Collective Intelligence is the ABC of Internet as well as the fundamental Power! David & Danny think that Collective Intelligence does not exist in the service of what is so called currently Blog(or minihompy). What do you think?
What is Collective intelligence?
Collective intelligence as characterized by Tom Atlee, Douglas Engelbart, Cliff Joslyn, Ron Dembo, and other theorists, is that which overcomes groupthink and individual cognitive bias in order to allow a relatively large number of people to cooperate in one process – leading to reliable action.
A large number of cooperating entities can cooperate so closely as to become indistinguishable from a single organism with a single focus of attention and threshold of action.
Collective intelligence, which has antecedents in Pierre Teilhard de Chardin’s concept of noosphere as well as H.G. Wells’s concept of world brain, has more recently been examined in depth by Pierre Levy in a book by the same name, by Howard Bloom in Global Brain, by Howard Rheingold in Smart Mobs, and by Robert David Steele Vivas in The New Craft of Intelligence in which the concepts of all citizens as intelligence minutemen, drawing only on legal and ethical sources of information, create public intelligence that keeps public officials and corporate managers honest, come together to turn the concept of national intelligence (previously about spies and secrecy) on its head.
Collective intelligence is at root a *human* enterprise, in which mind-sets, a willingness to share, and an openness to the value of distributed intelligence for the common good are paramount. Individuals who respect collective intelligence are confident of their own abilities, and recognize that the whole is indeed greater than the sum of any individual parts.

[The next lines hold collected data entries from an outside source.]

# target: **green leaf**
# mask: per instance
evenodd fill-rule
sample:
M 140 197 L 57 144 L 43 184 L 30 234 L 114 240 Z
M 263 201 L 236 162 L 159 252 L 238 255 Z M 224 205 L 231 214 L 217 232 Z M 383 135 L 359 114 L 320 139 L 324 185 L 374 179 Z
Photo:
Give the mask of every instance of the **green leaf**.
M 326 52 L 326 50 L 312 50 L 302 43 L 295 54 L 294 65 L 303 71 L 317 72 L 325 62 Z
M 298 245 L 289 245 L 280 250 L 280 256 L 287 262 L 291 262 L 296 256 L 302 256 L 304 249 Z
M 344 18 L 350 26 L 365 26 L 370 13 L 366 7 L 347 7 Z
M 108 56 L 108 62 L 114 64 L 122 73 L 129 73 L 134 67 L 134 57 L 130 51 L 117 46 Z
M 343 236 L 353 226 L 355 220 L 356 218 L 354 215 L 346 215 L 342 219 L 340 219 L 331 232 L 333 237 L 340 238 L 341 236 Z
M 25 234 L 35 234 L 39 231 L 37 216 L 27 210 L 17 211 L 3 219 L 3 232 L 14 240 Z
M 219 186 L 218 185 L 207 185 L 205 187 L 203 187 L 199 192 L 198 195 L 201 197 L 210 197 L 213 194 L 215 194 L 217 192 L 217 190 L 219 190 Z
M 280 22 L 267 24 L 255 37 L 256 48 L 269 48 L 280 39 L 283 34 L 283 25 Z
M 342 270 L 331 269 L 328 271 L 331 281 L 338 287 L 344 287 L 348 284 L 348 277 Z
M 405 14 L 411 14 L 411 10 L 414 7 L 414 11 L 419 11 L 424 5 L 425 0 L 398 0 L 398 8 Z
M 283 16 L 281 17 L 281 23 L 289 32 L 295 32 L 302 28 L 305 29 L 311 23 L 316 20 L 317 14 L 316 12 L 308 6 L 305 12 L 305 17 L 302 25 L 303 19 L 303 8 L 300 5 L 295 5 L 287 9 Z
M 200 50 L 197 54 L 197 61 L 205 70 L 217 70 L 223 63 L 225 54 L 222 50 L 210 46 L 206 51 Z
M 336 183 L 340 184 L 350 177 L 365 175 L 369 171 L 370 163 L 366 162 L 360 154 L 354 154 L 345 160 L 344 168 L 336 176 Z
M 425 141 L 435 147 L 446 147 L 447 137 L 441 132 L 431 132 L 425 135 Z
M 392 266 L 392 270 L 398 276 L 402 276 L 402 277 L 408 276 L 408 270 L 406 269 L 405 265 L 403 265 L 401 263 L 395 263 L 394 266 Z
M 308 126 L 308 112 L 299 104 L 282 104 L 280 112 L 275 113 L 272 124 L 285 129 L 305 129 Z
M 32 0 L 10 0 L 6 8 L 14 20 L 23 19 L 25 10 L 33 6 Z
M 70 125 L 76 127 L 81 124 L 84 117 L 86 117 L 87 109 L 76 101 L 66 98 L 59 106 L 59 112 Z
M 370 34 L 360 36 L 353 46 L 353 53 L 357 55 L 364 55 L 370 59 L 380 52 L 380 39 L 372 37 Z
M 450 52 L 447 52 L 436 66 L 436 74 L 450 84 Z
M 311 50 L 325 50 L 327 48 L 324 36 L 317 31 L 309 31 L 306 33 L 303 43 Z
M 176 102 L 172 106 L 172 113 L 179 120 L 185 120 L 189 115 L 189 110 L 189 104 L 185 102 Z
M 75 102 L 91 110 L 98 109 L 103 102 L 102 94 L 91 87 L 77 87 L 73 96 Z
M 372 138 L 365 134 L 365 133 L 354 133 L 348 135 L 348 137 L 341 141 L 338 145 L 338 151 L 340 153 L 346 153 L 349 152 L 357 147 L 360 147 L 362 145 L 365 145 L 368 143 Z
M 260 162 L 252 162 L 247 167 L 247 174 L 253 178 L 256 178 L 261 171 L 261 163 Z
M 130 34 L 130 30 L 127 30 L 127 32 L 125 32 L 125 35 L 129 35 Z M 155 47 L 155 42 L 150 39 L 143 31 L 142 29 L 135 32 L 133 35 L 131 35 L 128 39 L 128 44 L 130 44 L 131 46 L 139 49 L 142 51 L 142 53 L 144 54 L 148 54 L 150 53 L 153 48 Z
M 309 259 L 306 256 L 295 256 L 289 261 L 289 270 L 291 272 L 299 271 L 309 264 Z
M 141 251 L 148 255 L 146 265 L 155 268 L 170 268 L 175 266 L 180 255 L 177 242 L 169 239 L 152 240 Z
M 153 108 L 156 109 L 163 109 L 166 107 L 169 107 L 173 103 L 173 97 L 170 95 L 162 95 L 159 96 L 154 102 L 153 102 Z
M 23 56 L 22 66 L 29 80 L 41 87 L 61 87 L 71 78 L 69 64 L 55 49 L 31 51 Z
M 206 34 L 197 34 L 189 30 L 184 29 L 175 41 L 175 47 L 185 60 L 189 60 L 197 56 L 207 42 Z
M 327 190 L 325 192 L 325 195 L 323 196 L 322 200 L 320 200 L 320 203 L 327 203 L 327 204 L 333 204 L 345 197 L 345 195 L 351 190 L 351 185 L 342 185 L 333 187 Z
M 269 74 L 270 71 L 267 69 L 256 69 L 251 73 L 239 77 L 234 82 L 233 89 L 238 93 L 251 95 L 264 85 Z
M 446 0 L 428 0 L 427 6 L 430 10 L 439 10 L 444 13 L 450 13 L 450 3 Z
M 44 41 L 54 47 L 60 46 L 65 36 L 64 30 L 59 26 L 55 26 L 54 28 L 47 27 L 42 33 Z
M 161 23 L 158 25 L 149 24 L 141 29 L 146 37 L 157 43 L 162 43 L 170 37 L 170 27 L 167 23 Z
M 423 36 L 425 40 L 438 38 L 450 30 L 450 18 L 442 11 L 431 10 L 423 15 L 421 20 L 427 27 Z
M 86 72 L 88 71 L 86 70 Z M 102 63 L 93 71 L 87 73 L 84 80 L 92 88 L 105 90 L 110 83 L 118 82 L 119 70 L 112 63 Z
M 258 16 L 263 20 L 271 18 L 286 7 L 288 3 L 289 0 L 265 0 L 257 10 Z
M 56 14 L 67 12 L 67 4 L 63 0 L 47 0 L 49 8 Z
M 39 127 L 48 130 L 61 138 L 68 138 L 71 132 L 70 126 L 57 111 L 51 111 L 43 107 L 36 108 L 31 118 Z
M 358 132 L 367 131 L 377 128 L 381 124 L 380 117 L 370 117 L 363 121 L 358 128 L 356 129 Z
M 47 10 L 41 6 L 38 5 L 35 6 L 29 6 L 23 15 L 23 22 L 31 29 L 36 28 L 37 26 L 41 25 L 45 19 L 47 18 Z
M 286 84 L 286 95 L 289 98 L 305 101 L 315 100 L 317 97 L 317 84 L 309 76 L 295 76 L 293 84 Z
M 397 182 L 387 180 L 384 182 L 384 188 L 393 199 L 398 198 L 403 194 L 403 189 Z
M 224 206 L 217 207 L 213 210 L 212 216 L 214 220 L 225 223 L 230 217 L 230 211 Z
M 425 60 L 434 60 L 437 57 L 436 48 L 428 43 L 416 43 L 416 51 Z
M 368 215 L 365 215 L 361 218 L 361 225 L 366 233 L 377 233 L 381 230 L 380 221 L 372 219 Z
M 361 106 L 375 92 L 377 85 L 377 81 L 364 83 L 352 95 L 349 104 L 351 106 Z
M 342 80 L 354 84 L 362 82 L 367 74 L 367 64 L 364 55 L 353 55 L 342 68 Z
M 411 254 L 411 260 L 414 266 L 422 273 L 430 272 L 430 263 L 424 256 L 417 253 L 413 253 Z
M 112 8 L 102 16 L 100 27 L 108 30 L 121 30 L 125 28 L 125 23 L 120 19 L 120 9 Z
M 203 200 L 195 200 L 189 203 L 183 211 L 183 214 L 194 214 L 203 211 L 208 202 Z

One measure sometimes applied, especially by more artificial intelligence focused theorists like Douglas Engelbart, is collective intelligence quotient (or cooperation quotient), which presumably can be measured like the individual intelligence quotient (IQ) – thus making it possible to determine the marginal extra intelligence added by each new individual participating in the collective.
Maximizing collective intelligence relies on the ability of an organization to accept and develop The Golden Suggestion,” which is any potentially useful input from any member. Group think often hampers collective intelligence by limiting input to a select few individuals or filtering potential Golden Suggestions without fully developing them to implementation.